- Title: Malcolm McLaren's son to burn Sex Pistols punk collection
- Date: 24th November 2016
- Summary: PARIS, FRANCE (FILE - MARCH 4, 2011) (REUTERS) ****WARNING CONTAINS FLASH PHOTOGRAPHY*** VIVIENNE WESTWOOD WALKING ON RUNWAY WITH MODELS LONDON, ENGLAND, UK (FILE - MAY 16, 2002) (ORIGINALLY 4:3) (REUTERS) VARIOUS OF NEWLY REFORMED SEX PISTOLS REHEARSING
- Embargoed: 9th December 2016 17:11
- Keywords: Joe Corre Sex Pistols punk memorabilia Burn Punk Malcolm McLaren Vivienne Westwood
- Location: LONDON, ENGLAND, UK / PARIS, FRANCE / NEW YORK CITY, NEW YORK, USA
- City: LONDON, ENGLAND, UK / PARIS, FRANCE / NEW YORK CITY, NEW YORK, USA
- Country: United Kingdom
- Topics: Arts/Culture/Entertainment,Music
- Reuters ID: LVA00559SWWG7
- Aspect Ratio: 16:9
- Story Text: A collection of punk memorabilia worth millions of dollars will go up in flames this weekend when the son of Sex Pistols manager Malcolm McLaren and fashion designer Vivienne Westwood burns the items to protest the movement being co-opted into the mainstream.
Joe Corre will set fire to Sex Pistols records, clothing and memorabilia on Saturday, the 40th anniversary of when the influential punk rock band released debut single "Anarchy in the U.K.".
"I've been wondering for a long time what to do with it all and I think this is the right opportunity to say 'You know what, punk is dead. Stop conning a younger generation that it somehow has any currency to deal with the issues that they face'," he told a news conference on Thursday (November 24).
"It is not. It is dead and it's time to think about something else."

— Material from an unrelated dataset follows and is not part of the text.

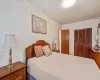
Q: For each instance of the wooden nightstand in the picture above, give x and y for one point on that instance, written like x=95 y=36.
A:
x=96 y=57
x=55 y=50
x=18 y=73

The collection, which includes rare recordings, posters and clothes sewn by Westwood, is valued between 5 million and 10 million pounds ($6.24 million-$12.5 million), Corre, who co-founded lingerie brand Agent Provocateur, said.
The burning, at a yet to be revealed location, is in protest at the British capital celebrating 40 years of punk with a series of events under the banner "Punk.London".
Asked why he did not sell the items and give the money to charity, Corre said: "Who is actually going to buy it?...It would end up going on some banker's wall. That's who'd buy it and that doesn't satisfy me very much."
"I think the die-hard fans are confused and they don't interest me at all. Why would I give it to them? They are just conformists in another uniform."
Corre said his mother, Britain's grand dame of fashion who played an integral part of the 1970s punk scene, would be at the burning and that his late father would have approved.
"Whether he would have agreed with me to burn the lot I think he probably would have done and I think he'd think it was kind of hilarious," he said.
However Sex Pistols lead singer, John Lydon, formerly known by his stage name Johnny Rotten, has criticised Corre, telling British media he should sell the memorabilia and donate the funds to charity.
Corre said however he would keep a few items of sentimental value, including clothing he helped his mother sew as a boy.